Government gives green light for pensions dashboards

Workplace savers will have vital information in one place – with employer schemes compelled to provide data

A consultation which opened yesterday to usher in long-awaited ‘pensions dashboards’ for employees has been welcomed by experts – but the government has been urged to move quickly to ensure the new products are operational soon. 

The Department for Work and Pensions’ Pensions dashboards: Working together for the consumer consultation, which was trailed in chancellor Philip Hammond’s 2018 budget, stated: “This government is supporting industry to deliver a private pensions revolution. Pensions dashboards will offer people access to their information from multiple pensions at a time of their choosing. 

“In the internet age, people expect information at their fingertips. When it comes to crucial information such as pensions, people should have access to accurate and useful information.”

An online pensions platform would enable workers to easily access and manage multiple pensions from different organisations, and increase their engagement with workplace saving. The consultation announcement said pensions dashboards could “build a greater sense of individual control and ownership of pensions, increase engagement, and reconnect individuals with lost pension pots, benefiting the individual and industry.

“Over time, industry-led pension dashboards will transform retirement savings and pensions forever.”

The government said it was prepared to legislate to compel pension schemes to provide data to dashboards and to take steps to feed state pension data into the system. It said 22 million people would be affected by the move.

Minister for pensions and financial inclusion Guy Opperman added the new Single Financial Guidance Body (SFGB) would convene and oversee an industry delivery group to ensure successful implementation. He added an independent chair would likely be appointed and the SFGB would aim to launch services to the public from January 2019.

Steven Cameron, pensions director at Aegon, said progress towards pension dashboards had stalled over the past year: “There’s been a great willingness from the pensions industry and others to make progress, but until now it’s been held up by one too many red lights. [Yesterday’s] announced feasibility study is, however, offering hope.”

In September, the director of policy at Royal London and former minister for pensions, Steve Webb, told People Management: “A pensions dashboard has to come. In an age of smartphones and the internet, it is hard to imagine we will still be relying in a few years’ time on pension schemes sending separate annual statements for separate pensions to the same person through the post.” 

He concluded, however, that even if the dashboards were given the green light, there would still be a “slow and bumpy journey ahead.”

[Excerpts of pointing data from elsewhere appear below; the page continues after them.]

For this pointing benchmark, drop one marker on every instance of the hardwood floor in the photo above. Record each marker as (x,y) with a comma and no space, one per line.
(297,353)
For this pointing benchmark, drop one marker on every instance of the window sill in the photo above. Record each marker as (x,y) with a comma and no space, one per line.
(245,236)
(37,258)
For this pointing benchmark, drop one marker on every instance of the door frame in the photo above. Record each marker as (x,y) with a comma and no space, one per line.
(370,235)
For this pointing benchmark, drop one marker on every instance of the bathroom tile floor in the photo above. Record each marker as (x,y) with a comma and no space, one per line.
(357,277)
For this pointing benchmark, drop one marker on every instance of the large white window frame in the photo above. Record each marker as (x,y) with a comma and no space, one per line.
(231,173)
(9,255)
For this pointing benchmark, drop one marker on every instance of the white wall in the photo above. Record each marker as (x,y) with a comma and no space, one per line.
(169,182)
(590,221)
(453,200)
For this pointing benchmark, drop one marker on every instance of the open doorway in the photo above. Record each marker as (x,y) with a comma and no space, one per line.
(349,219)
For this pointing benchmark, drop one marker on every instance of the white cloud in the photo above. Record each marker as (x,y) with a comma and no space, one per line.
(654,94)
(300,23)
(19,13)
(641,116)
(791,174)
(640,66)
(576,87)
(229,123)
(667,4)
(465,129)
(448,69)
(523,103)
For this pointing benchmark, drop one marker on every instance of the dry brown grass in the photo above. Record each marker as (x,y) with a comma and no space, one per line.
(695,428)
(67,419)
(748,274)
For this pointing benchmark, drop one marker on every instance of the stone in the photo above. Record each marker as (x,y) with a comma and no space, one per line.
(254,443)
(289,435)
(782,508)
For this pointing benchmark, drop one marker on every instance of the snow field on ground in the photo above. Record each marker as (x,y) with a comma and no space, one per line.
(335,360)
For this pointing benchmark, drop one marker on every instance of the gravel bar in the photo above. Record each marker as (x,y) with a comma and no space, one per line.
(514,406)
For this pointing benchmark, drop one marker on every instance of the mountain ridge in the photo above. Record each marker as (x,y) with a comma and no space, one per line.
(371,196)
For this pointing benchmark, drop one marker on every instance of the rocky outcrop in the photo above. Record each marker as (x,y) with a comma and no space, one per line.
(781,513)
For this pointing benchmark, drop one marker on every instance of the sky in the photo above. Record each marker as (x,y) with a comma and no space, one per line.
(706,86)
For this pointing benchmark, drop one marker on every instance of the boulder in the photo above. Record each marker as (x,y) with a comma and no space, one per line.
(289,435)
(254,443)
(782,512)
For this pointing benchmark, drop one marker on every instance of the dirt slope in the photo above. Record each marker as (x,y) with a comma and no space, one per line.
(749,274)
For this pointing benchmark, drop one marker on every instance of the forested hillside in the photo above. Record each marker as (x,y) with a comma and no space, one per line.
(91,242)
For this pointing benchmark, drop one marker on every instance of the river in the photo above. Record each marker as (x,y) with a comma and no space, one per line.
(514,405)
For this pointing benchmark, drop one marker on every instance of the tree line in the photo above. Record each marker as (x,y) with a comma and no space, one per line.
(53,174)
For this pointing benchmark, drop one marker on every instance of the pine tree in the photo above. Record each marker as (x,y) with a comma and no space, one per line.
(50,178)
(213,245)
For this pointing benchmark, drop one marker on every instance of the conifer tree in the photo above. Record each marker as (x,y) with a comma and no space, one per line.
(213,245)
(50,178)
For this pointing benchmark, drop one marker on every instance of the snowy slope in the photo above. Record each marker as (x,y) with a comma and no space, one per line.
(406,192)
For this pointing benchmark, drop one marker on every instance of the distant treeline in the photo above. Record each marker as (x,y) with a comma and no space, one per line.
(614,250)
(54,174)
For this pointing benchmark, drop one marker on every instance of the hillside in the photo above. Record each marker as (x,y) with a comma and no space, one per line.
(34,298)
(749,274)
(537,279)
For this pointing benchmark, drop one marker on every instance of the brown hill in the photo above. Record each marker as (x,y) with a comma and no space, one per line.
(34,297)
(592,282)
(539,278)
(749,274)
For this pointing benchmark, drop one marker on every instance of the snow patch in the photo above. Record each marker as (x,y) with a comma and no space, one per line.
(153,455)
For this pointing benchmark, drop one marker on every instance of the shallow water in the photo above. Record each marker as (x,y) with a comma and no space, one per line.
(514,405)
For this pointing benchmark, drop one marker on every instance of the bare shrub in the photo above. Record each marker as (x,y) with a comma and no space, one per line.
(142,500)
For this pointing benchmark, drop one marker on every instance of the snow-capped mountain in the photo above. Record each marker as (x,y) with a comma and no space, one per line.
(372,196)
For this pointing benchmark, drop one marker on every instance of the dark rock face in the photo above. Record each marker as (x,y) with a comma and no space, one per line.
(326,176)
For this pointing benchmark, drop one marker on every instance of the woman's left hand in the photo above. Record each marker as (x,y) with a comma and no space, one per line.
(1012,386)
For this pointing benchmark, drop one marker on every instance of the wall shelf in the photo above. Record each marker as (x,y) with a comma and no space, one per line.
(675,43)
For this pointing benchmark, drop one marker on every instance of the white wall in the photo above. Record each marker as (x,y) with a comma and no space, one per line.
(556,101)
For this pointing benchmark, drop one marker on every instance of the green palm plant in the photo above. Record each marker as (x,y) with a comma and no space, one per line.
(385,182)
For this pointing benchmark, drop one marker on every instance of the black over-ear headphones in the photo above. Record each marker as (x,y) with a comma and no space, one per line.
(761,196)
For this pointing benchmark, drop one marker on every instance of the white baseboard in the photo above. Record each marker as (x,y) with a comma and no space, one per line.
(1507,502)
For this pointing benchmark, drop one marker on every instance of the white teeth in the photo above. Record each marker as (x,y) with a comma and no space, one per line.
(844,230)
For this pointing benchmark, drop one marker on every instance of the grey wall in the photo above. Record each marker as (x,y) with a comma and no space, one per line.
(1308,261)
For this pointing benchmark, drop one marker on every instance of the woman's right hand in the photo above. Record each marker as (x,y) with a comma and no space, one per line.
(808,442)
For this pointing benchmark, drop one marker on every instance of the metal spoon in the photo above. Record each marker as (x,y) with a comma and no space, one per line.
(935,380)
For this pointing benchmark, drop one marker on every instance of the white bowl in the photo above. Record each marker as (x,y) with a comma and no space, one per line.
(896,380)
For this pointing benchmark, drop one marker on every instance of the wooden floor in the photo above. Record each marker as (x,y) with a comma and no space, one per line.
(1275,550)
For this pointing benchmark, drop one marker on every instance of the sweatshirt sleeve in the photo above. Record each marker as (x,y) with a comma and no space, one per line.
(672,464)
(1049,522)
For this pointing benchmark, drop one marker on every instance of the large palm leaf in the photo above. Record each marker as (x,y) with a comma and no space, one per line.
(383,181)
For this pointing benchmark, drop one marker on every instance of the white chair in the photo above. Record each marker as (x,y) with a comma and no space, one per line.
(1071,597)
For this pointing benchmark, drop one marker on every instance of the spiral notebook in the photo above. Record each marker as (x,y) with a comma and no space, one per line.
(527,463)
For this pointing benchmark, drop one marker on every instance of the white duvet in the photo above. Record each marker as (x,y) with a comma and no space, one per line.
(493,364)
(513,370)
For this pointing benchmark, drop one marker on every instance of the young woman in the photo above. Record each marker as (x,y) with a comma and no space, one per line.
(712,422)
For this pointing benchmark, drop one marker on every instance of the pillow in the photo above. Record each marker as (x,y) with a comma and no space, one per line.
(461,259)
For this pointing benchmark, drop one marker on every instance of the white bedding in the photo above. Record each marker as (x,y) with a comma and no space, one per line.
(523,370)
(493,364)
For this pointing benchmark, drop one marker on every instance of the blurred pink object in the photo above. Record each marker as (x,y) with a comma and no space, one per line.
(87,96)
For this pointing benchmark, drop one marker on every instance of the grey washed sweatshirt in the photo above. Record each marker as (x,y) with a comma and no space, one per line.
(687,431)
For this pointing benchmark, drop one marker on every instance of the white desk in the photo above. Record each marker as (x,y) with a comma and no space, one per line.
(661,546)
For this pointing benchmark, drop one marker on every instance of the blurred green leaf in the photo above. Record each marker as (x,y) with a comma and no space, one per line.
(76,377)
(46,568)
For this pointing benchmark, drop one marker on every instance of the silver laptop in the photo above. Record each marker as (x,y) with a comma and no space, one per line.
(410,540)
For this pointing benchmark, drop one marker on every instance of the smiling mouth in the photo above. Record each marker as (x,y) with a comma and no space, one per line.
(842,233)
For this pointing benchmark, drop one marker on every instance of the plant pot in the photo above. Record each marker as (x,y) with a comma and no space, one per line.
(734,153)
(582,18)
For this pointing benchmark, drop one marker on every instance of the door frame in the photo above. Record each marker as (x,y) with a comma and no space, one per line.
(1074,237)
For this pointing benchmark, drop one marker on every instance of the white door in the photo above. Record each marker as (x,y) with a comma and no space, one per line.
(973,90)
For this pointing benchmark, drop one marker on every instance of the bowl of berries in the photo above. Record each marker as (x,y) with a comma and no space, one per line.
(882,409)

Webb said it was good news that plans for the dashboard had finally been published. “With workers potentially starting a different pension every time they start a new job, being able to see all of your pensions in one place will be vital.”

But he added: “To make a dashboard work, it is vital that the government legislates to require all pension schemes and all pension providers to take part, otherwise the dashboard will be like a jigsaw with missing pieces.” 

A comprehensive dashboard was likely to take several years to develop and the government needed to move quickly now from consultation mode to delivery mode, he said.

Cameron agreed the unclear timescale was concerning but remained optimistic, adding: “It's positive to have confirmation that state pensions data will be included, albeit with an unknown timescale.”

Webb said: “Several other countries have had dashboards for years and it is time the UK caught up.”